The hallways are never dim, here.
She shines too fierce for that, bathing them in colorful light that shimmers like a mirage.
Maybe it is a mirage.
It should be blinding, should drive them mad, but it doesn’t.
She smiles at a little boy as she walks by. “Hello, Will. Did you sleep well?”
Will beams his crooked grin at her, painted in vibrant hues.
Will is but one of dozens of pained grins, photosynthesizing from her. It’s not fun being in the hospital, and it shouldn’t be. She makes it tolerable though, makes time seem real and hope sustainable.
Then the virus comes.
It seems distant at first, a shadow that’s unreal and far off, and she supposes that her light, their light (because for every ray she gives off, their kindness refracts a dozen more) is untouchable.
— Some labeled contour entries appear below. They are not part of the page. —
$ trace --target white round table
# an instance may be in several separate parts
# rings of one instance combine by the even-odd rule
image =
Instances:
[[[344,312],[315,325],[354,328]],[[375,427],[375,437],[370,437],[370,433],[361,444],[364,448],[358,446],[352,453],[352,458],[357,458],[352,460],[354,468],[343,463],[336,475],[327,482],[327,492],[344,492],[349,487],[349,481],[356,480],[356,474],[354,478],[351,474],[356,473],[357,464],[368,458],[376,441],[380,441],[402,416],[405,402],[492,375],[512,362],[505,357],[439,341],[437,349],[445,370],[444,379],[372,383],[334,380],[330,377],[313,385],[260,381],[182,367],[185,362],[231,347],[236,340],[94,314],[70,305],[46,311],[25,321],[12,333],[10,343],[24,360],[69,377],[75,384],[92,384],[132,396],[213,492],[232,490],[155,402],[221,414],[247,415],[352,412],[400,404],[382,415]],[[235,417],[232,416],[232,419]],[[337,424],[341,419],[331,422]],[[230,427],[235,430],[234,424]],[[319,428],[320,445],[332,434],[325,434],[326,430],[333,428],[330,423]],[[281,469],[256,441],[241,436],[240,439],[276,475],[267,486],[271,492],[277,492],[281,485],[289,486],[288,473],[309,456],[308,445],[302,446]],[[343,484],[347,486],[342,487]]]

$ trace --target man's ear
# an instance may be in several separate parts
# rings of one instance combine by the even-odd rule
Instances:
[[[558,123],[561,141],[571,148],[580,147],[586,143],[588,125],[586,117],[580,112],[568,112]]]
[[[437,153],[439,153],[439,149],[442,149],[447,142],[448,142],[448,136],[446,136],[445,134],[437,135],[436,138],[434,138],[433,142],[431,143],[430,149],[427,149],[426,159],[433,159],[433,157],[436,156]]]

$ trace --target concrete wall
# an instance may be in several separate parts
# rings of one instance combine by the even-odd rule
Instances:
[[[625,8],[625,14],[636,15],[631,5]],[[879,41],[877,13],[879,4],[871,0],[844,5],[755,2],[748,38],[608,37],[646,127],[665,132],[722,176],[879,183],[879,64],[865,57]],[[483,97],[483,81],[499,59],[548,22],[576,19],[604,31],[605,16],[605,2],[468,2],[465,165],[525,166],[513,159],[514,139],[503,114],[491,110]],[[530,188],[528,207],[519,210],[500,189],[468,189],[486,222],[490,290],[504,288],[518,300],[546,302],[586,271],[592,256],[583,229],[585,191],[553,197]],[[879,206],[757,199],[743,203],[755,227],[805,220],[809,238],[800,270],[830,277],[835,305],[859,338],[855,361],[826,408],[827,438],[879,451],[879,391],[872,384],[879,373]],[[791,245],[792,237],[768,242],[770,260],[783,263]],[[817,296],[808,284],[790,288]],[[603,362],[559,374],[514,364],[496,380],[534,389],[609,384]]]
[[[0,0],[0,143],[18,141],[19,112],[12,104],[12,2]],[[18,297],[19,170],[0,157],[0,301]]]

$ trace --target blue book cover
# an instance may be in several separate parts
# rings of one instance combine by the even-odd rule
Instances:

She’s not alone in that assumption.
Soon the illness rampages across her hospital, affecting the young and the old and everyone in between. She smiles wider, gives off more light, and hopes, hopes, that it will make a difference.
That her light, their light, while not untouchable, is enduring.
For a while, it works. Her neighbors come together in respect and admiration and light over the gloom, and it is terribly beautiful.
Later, in her final moments, she will pause to wonder what caused the change,
Was it the virus, the darkness that swept over everyone at last? Was it hopelessness, like the ache she felt in her bones during her last days? Was it a broken heart, like the reason her light had started to fade, as all her Wills passed on?
Well, whatever it was that caused her neighbors to abandon her and recklessly take the lives of more Wills and fill the hospital with so much murk that had feeded on itself and make it collapse like a dying star-
Well. She’ll never know.
She, herself, had drowned like a dying star, without her Wills and her light to guide her way.
No one is bathed in shimmering light, anymore, not even Will.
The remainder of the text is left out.